Seat-belt laws require children to wear a seat belt, and some parents prefer to buckle the seatbelt at the back.
Others use the seat belt as a backrest, an alternative to the car seat that offers greater cushioning and supports better hip and knee stability.
If you’ve ever sat in a car seat, you’ve probably heard the saying “seat belt is a must.”
But are seat belts necessary?
The U.S. Consumer Product Safety Commission estimates that children under 4 years old need only a small amount of padding to support a healthy hip and knees.

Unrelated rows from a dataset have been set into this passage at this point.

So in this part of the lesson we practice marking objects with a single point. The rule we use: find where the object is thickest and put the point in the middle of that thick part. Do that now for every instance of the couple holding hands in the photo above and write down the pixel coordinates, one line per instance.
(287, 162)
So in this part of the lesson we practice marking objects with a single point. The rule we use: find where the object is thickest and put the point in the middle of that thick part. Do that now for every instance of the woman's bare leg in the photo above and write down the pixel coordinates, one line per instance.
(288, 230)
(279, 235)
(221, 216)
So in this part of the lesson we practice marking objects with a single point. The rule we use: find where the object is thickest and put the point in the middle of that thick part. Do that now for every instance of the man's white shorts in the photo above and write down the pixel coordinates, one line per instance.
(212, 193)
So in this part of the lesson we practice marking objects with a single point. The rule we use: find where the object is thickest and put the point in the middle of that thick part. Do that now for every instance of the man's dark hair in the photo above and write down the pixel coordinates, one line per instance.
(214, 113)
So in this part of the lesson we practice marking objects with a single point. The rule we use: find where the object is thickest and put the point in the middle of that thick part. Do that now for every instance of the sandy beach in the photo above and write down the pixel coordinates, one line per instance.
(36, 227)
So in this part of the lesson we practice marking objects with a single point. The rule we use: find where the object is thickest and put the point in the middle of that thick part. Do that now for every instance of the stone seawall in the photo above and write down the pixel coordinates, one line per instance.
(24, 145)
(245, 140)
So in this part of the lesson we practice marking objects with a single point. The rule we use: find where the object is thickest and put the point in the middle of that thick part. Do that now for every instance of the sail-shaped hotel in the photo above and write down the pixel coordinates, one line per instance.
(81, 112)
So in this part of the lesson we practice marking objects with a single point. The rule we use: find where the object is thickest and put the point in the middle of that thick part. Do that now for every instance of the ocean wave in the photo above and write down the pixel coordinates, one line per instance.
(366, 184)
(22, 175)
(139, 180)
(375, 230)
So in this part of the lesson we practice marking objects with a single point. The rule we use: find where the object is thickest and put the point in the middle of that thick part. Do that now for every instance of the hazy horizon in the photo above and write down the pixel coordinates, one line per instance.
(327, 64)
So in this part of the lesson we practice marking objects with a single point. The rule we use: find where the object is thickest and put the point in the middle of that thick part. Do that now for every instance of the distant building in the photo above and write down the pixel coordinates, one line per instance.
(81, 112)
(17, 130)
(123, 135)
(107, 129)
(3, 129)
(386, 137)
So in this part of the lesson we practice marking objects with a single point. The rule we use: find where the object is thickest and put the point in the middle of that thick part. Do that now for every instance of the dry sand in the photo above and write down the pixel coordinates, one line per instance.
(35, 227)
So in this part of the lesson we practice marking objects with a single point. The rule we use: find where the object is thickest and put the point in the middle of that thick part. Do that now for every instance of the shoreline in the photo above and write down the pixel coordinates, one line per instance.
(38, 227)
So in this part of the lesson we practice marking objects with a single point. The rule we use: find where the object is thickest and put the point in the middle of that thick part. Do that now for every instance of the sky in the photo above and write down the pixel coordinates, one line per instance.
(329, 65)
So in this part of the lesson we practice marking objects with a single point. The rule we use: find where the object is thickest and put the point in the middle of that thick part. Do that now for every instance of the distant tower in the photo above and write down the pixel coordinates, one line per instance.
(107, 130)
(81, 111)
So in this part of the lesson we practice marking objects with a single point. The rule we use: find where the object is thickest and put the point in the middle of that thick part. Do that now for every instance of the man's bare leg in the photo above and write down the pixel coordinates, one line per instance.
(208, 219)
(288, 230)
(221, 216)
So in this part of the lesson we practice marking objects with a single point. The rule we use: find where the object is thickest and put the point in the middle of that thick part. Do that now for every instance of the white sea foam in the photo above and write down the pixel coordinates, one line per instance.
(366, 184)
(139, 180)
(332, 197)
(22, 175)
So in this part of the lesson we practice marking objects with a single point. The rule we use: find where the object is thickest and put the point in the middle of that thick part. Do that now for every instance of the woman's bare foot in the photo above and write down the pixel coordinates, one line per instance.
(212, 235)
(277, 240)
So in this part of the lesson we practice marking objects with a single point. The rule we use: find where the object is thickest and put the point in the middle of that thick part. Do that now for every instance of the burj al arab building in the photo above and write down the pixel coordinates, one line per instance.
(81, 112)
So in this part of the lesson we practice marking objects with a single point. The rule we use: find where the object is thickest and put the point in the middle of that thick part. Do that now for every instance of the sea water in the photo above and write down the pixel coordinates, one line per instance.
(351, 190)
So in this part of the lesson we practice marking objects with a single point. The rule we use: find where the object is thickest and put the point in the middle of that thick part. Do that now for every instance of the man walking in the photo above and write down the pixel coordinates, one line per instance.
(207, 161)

The rule was changed in 2014 to say that children older than 4 years should be supported by the backrest and a child-resistant seat belt.
The American Academy of Pediatrics recommends the same for toddlers.
A child should wear a belt when sitting on a carseat, but parents should make sure to buckle it at the rear of the carseat.
It is also important to remember that the child should not sit on the back seat in a rear-facing seat.
The child should be on the front seat, as a way of supporting the child’s hips and knees and helping the child move from one foot to the other.
The rear seatbelt also protects the child from being pushed from behind by other people.
Children who are in the rear seat have less room to move from side to side and are less likely to get in an accident, according to the National Safety Council.
A car seat’s backrest is a back-up seat.
Backrests also help prevent child abuse, such as when the child is on a chair or in a booster seat.
Children should be able to move forward, not backward, when in a front-facing car seat.
It’s also important for a child to have an open seat, which is the safest position for a toddler to be in.
If your child has a disability, they may be able be placed in a backseat with a child seat cushion.
This is especially important for children with learning disabilities.